The Mexican Visa Requirement to Visit Canada

Meurrens LawTemporary Resident Visas

On July 14, 2009, the Canadian government introduced a Temporary Resident Visa (“TRV”) requirement for Mexican nationals.  The decision was and continues to be extremely controversial.  Mexico responded by slapping a visa requirement on Canadian diplomats.  During the 2011 Federal Election campaign, the Liberal Party promised to revoke the visa requirement.  On May 9, 2011, the Globe and Mail featured an editorial titled “The Visa for visiting Mexicans has run its course.”

I believe that once Bill C-11 is in full affect, the costs of the TRV requirement will far outweigh its benefits, if they do not already.

Acknowledging the Success of the TRV Requirement

There is no question that the TRV requirement has reduced the number of refugee claimants from Mexico.  In the first three months of 2009, 2,757 Mexicans applied for refugee status.  During the same period in 2010 the number was 384.

The acceptance rate, which was always low, continues to hover at around 10%.

The Inconvenience to Travelers is Massive

While the TRV requirement has reduced the number of Mexican refugee claimants, it has also greatly inconvenienced tens of thousands of Mexicans, and deterred many hundreds of thousands more from coming to Canada.

In 2010, the Canadian embassy in Mexico City processed 57,966 temporary resident visa applications.  The Mexico City embassy is only responsible for processing temporary resident visa applications for people who have been residing in Mexico with status.  From 2006-2008, the Mexico City embassy processed an average of  1,500 temporary resident visa applications.  Assuming this number remained constant in 2010, then it can be assumed that in 2010 approximately 55,500 Mexican nationals applied for a visa to visit Canada.   Indeed, Mexicans have gone from not having to apply for a temporary resident visa to being the second largest applicant source country.

It is true that the rejection rate is quite small, with 90% of applicants being approved, and  80% of applications being processed within 2 weeks.  However, people applying for a visa are hugely inconvenienced.  Mexicans must supply pay stubs, vehicle registration documents, marriage and birth certificates, and old passports.  For a family to apply the cost is generally around $400.   This does not include shipping & handling costs for applicants who cannot apply in person.

There Are Economic Consequences

Given the inconvenience, it is not surprising that the amount of Mexicans visiting Canada has plummeted since the introduction of the TRV requirement.  In 2008, approximately 270,000 Mexicans visited Canada.  In 2010, that number, as evidenced by the number of visas approved, had fallen to less than 55,000.
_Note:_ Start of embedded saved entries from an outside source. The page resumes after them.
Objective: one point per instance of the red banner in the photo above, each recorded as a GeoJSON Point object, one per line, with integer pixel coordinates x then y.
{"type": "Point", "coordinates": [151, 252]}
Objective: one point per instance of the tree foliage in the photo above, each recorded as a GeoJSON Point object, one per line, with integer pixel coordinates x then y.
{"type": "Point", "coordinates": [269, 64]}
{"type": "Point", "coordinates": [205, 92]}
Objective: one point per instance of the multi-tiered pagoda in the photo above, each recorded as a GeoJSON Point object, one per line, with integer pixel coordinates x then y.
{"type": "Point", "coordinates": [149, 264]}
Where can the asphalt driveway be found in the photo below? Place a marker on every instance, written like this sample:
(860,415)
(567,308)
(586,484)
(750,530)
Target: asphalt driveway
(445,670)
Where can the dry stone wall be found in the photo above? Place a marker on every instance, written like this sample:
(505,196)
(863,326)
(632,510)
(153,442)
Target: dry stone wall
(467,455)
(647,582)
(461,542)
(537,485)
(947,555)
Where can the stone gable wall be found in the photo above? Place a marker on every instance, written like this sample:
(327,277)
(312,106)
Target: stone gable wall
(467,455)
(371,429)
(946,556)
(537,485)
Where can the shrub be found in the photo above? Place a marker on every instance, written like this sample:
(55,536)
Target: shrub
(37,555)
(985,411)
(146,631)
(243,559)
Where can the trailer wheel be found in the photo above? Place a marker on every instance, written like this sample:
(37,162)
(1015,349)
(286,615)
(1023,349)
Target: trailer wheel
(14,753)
The gross amount that Mexican tourism generated for the Canadian economy has presumably fallen by an amount proportional to the decline in visitors.  Canadian businesses have began voicing concerns over the impacts.

The Solution Has Been Introduced

Perhaps addressing the drag on Canada’s refugee system was worth the cost of implementing the Mexican TRV requirement.  However, since the TRV requirement was introduced, the Canadian government has passed the Balanced Refugee Reform Act, or Bill C-11.

Bill C-11 greatly expedites Canada’s refugee system.  For most claimants, hearings at the Refugee Protection Division (“RPD”) will have to be scheduled for a date no later than 90 days after an information gathering interview, rather than the eighteen months that it currently takes.  For claimants from a designated country or origin, the hearing will take place within 60 days.

As I previously noted here, Mexico would likely be such a designated country of origin.  Accordingly, the amount of time that a false Mexican refugee claimant would spend in Canada would fall precipitously.  The incentive of making a false refugee claim will be drastically diminished.


The Mexican TRV requirement may have made sense at a time when a false refugee claimant could spend over 18 months in Canada.  Bill C-11 ends that.  Accordingly, once Bill C-11 is in full effect, it will also be time to end the inconvenience the TRV requirement has caused for the vast majority of Mexican tourists, and to restore the number of Mexican visitors to the number that it once was.